Сказав начальнику, что иду в техническую библиотеку, к назначенному часу отправился в райком. Сидел в просторной приемной и разглядывал озабоченную секретаршу у столика с телефонами, посетителей, выходящих из кабинета. Они выходили оттуда то красно-распаренные, то взбешенно-бледные, то просто довольные, то сияющие как именинники.
«Не дрейфь, не дрейфь, — твердил я себе. — Безобразия есть безобразия, о них надо говорить. «Поступил сигнал от трудящихся». Правда на твоей стороне...»
Секретарша назвала мою фамилию и указала глазами на дверь.
Ладони у меня вспотели, а в коленках была противная слабость.
Он поднялся мне навстречу, человек, в присутствии которого меня всякий раз охватывала какая-то сосущая тревога, человек, уведший некогда Лилю, единственную женщину, которую я, ну не то что любил, а мог бы, наверное, полюбить.
— А-а, — сказал он, узнавая меня. — Савик. Ну проходи, садись...
Был он все тот же. Высокий, долгоногий, подвижный, те же короткие темные волосы, те же смоляные брови, только на висках что-то уж больно здорово побелело да у глаз появились морщины.
Разговорились, вспомнили завод. Рита Шляхман, оказывается, возглавила заводское бюро социологических исследований; Лев Печенин готовит к печати свой сборник стихов; Василь Петрович недавно отпраздновал пышную свадьбу во время городского слета туристов. Гена Гулин? А он, представляешь, перенес свое увлечение математикой на автоматические системы управления...
Тут Забродин оживился, стал рассказывать, как размахнулись они там, на заводе, как комитет комсомола взял на себя внедрение АСУ, как было нелегко это: попробуй преодолей инерцию, сломай рутину!..
— Но внедрили-таки, — не без гордости сказал Забродин. — Во все цеха и службы. А сейчас вот думаю использовать опыт нашего завода здесь... перевести, понимаешь, на АСУ все предприятия района. Все! Представляешь, что это даст? — он прошелся по кабинету туда-сюда, и я успел заметить, что костюм на нем по-прежнему болтается, хотя и добротный. — Во-первых, с помощью АСУ мы наладим наконец оперативное планирование, навсегда покончим со штурмовщиной, а во-вторых...
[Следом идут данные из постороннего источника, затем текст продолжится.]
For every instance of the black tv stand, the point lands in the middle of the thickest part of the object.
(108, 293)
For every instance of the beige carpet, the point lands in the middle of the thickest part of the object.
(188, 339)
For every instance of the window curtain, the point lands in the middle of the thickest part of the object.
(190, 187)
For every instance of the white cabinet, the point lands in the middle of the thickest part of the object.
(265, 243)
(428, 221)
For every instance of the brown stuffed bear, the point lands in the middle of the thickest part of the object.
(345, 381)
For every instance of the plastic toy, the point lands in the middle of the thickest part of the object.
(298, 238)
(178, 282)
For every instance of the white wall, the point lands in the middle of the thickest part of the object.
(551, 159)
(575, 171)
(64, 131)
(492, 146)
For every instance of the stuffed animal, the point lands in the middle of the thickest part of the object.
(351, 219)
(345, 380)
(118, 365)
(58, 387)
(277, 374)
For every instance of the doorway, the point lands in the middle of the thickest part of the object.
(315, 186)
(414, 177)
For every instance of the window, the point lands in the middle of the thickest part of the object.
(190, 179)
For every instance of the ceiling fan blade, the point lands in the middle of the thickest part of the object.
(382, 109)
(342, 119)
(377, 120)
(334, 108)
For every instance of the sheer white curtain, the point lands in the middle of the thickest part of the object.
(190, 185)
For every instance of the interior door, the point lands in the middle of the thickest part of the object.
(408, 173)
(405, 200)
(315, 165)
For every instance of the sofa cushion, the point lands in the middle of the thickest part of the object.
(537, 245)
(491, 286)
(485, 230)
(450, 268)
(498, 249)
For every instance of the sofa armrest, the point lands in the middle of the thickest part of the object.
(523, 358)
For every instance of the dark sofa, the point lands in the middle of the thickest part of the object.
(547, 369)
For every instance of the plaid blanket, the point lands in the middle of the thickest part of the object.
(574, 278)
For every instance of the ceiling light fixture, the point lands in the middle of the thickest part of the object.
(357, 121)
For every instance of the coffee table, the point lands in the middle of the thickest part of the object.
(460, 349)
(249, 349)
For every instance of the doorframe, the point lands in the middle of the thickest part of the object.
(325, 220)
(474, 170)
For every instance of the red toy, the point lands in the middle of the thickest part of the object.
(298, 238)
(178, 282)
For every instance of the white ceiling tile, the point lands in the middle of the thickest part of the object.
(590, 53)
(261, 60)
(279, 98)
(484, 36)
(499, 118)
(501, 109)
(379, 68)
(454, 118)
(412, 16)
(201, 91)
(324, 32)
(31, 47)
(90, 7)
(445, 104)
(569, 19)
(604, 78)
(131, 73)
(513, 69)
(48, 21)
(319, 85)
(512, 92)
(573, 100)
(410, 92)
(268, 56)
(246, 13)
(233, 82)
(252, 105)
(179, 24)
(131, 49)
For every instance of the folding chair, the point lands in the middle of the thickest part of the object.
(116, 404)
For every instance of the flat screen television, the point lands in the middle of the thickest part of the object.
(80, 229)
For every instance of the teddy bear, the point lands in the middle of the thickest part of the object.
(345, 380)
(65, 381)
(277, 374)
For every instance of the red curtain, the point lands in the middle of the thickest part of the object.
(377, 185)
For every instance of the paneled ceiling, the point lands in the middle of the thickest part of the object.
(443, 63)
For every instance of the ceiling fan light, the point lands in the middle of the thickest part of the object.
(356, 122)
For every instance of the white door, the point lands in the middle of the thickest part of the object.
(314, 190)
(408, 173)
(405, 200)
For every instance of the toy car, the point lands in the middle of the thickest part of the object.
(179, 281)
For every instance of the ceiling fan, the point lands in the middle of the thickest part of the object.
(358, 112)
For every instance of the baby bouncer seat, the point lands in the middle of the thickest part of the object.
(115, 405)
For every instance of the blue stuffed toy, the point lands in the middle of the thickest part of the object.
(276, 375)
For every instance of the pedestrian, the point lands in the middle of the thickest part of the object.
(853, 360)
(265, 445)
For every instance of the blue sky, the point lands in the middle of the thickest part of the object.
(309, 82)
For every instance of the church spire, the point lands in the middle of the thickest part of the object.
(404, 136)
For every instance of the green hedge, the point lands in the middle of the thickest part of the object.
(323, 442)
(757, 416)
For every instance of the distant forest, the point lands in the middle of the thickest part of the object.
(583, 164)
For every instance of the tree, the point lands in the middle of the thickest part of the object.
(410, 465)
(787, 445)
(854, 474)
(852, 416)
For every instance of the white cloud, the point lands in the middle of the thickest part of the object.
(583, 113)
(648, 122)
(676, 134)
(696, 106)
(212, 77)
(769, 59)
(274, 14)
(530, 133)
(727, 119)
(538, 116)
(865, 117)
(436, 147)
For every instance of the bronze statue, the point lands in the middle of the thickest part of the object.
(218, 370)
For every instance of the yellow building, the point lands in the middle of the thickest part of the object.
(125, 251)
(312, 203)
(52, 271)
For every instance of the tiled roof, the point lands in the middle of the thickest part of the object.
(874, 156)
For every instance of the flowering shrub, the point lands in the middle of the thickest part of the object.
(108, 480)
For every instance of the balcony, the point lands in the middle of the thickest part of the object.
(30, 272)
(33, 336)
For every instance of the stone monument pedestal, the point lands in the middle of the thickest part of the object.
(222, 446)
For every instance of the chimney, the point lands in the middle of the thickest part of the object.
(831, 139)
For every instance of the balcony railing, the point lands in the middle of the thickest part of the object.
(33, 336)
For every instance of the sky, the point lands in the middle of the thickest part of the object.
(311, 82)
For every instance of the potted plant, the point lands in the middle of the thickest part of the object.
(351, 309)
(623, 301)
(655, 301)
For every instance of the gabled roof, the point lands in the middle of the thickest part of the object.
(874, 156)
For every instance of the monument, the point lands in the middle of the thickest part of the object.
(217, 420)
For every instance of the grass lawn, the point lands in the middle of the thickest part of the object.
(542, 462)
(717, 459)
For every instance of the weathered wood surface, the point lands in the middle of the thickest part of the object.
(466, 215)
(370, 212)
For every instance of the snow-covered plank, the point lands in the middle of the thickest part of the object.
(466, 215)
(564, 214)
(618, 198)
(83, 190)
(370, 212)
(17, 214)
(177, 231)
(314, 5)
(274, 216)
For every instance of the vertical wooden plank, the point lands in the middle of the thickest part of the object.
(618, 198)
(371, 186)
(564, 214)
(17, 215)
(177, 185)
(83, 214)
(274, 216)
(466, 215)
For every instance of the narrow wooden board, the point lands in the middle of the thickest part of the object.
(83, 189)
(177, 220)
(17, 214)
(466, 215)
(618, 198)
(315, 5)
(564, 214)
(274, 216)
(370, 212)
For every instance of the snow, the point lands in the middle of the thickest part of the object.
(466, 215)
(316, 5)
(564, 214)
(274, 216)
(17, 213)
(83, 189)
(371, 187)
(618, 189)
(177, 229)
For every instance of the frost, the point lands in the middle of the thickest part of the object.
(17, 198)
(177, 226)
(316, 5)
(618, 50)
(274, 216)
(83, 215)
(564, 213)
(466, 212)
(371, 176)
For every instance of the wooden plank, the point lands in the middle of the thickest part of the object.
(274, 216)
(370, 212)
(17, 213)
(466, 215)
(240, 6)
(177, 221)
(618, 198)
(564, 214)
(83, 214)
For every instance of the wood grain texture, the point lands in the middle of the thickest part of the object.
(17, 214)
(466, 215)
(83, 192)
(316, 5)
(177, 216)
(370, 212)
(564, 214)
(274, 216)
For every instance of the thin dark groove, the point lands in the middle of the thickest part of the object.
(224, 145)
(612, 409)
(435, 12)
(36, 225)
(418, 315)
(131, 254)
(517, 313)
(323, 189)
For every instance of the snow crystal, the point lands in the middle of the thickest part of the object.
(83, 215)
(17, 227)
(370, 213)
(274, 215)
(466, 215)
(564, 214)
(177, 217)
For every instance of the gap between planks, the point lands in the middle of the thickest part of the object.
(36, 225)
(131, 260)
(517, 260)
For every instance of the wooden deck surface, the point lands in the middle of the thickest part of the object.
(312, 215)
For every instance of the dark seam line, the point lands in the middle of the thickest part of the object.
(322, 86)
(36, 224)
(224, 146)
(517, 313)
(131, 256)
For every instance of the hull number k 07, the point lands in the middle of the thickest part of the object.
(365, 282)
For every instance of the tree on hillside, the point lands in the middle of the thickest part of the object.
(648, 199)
Я слушал его и думал — этот человек говорит вроде бы то же самое, что и секретарь нашего институтского парткома: те же призывы и громкие слова. Но...
Если для нашего секретаря партийная деятельность — это работа, то для Забродина, наверное, она не столько работа, сколько занятие для души... Он тратит себя всего, чтобы осуществить идею.